7. The submission whether the non supply of the copy of the report of the Public Analyst prejudice the case of the applicants for proper defence

and for avoiding the legal right, provided u/s 13(2) of the Act. At this stage, there is no material before this Court to find out whether the copy of

the report of the Public Analyst was not supplied inspite of the application or not. It is a question of fact and at this stage u/s 482 Code of Criminal

Procedure neither it was desirable nor proper for this Court to embark in investigation about the question of supply of the report of the Public

Analyst. If such is the fact, it would be open for the applicants to raise the plea before the court below for decision.

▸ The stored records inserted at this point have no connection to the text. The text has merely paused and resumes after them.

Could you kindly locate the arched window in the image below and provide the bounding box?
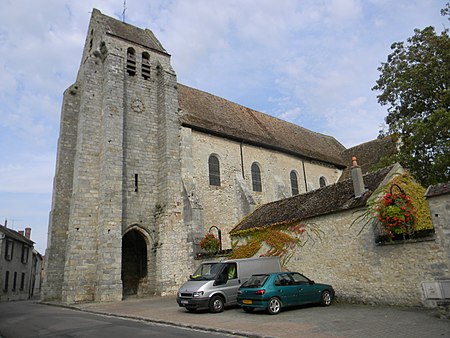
[141,52,150,80]
[208,155,220,186]
[291,170,298,196]
[127,47,136,76]
[252,162,262,191]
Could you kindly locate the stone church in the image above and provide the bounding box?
[43,9,384,303]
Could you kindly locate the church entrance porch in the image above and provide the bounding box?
[122,230,147,298]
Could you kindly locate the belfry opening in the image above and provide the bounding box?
[122,230,148,298]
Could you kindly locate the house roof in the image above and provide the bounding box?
[92,8,167,54]
[425,182,450,197]
[178,84,345,168]
[0,224,34,246]
[339,136,397,181]
[230,165,395,235]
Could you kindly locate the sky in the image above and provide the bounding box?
[0,0,448,254]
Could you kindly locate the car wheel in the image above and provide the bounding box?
[267,297,281,315]
[209,296,223,313]
[320,290,331,306]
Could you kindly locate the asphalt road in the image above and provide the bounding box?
[0,301,239,338]
[0,296,450,338]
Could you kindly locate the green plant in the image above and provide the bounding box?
[200,232,220,253]
[230,222,322,267]
[376,185,416,238]
[350,173,434,243]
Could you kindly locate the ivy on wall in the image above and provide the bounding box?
[230,222,321,267]
[352,173,434,243]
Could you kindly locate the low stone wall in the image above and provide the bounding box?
[286,201,450,306]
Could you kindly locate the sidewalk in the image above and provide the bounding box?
[63,296,450,338]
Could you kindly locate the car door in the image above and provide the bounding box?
[275,272,298,306]
[217,263,239,304]
[291,272,320,305]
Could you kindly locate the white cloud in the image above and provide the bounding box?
[0,0,448,251]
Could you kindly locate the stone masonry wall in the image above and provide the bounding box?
[183,128,341,249]
[287,210,450,306]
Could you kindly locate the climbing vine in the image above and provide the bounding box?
[352,173,434,242]
[230,222,321,266]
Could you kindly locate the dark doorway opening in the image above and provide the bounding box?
[122,230,147,297]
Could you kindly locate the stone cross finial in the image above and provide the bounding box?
[351,156,366,198]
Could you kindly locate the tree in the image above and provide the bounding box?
[372,3,450,185]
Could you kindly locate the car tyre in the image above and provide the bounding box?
[267,297,281,315]
[209,296,224,313]
[320,290,331,306]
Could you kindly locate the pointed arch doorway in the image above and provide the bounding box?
[122,229,147,298]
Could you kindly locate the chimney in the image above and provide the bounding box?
[352,156,366,198]
[25,228,31,239]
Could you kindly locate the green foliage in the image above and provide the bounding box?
[372,4,450,185]
[351,173,433,241]
[230,223,321,266]
[200,232,220,253]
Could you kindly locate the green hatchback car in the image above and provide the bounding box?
[237,272,334,315]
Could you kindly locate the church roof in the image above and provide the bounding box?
[0,224,34,246]
[92,8,167,54]
[178,84,345,167]
[230,166,394,234]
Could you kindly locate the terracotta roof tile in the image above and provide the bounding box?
[0,224,34,246]
[230,166,393,234]
[178,84,345,167]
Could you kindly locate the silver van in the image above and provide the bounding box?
[177,257,281,312]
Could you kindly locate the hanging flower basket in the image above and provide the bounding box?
[200,232,220,253]
[376,185,416,240]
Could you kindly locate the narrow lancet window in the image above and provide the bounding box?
[141,52,150,80]
[291,170,298,196]
[251,162,262,192]
[208,155,220,186]
[127,47,136,76]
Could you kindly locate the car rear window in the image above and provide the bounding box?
[242,275,269,288]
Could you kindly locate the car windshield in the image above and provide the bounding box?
[242,275,269,288]
[190,263,223,280]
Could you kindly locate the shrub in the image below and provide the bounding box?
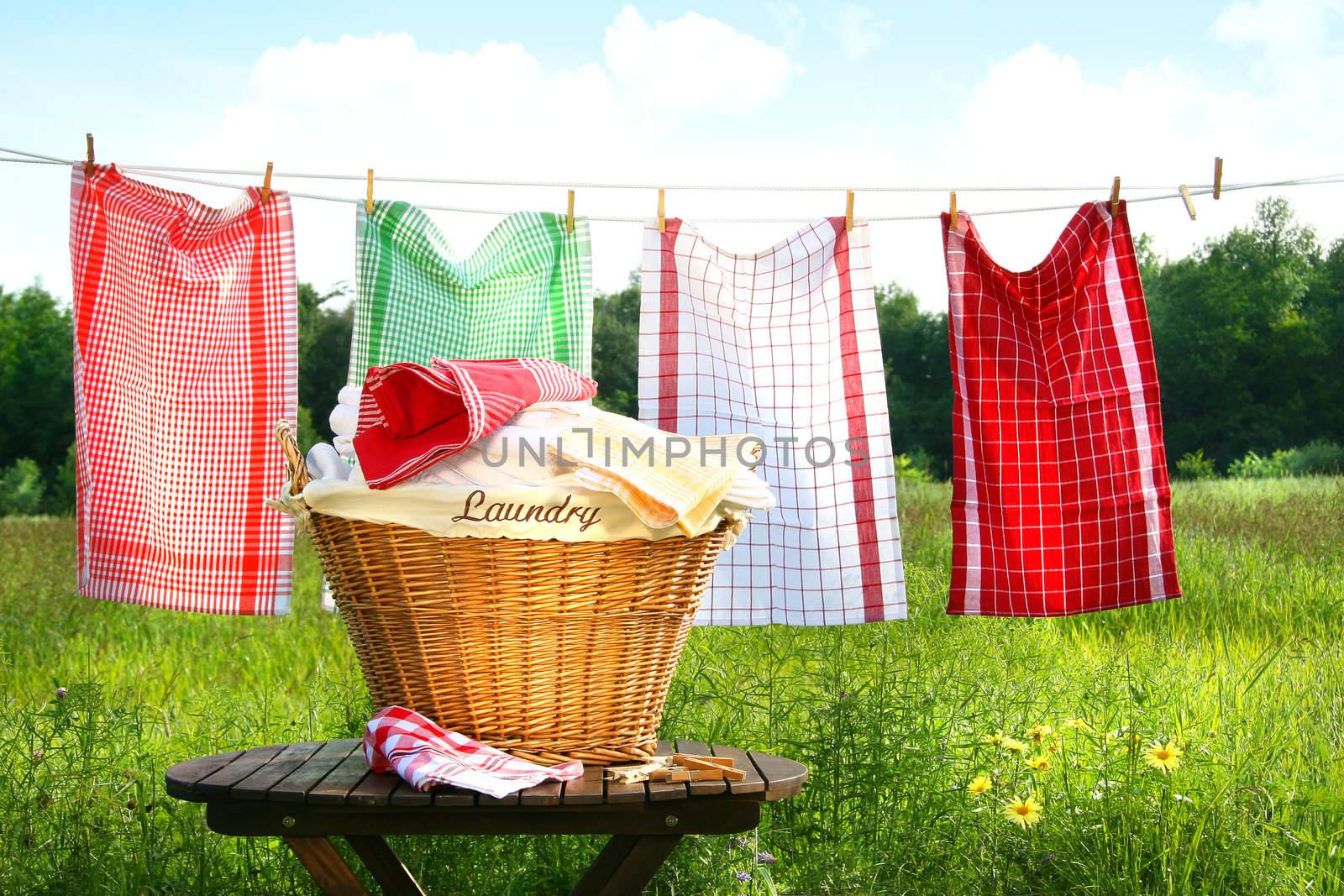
[1231,439,1344,479]
[1288,439,1344,475]
[1227,448,1288,479]
[0,457,45,516]
[1176,448,1218,479]
[892,454,932,482]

8. Lastly, the learned Counsel for the applicant submitted that the non supply of report of the Public Analyst prejudiced the case of the defence and

the valuable right of the accused to get the sample analysed again from the authority u/s 13(2-A) of the Act is lost. The question of prejudice to the

defence on the ground of non supply of the report of the Public Analyst, could be considered only after the evidence is recorded in the case and at

this stage u/s 482 Code of Criminal Procedure it cannot be said that mere delay in supplying the copy of the report of the Public Analyst was

sufficient to quash the proceedings. If it is found that there was no affect or material change in the contents of the sealed bottles on account of the

passage of time or long delay, the want of supply of Public Analyst would not be material. At this stage, on this ground also no interference is

possible u/s 482 Code of Criminal Procedure.

9. After hearing the learned Counsel at length, I do not find any merit in the petition at present for quashing the further proceedings in the complaint

case already mentioned in the first paragraphs of the judgment.

10. The petition u/s 482 Code of Criminal Procedure is rejected.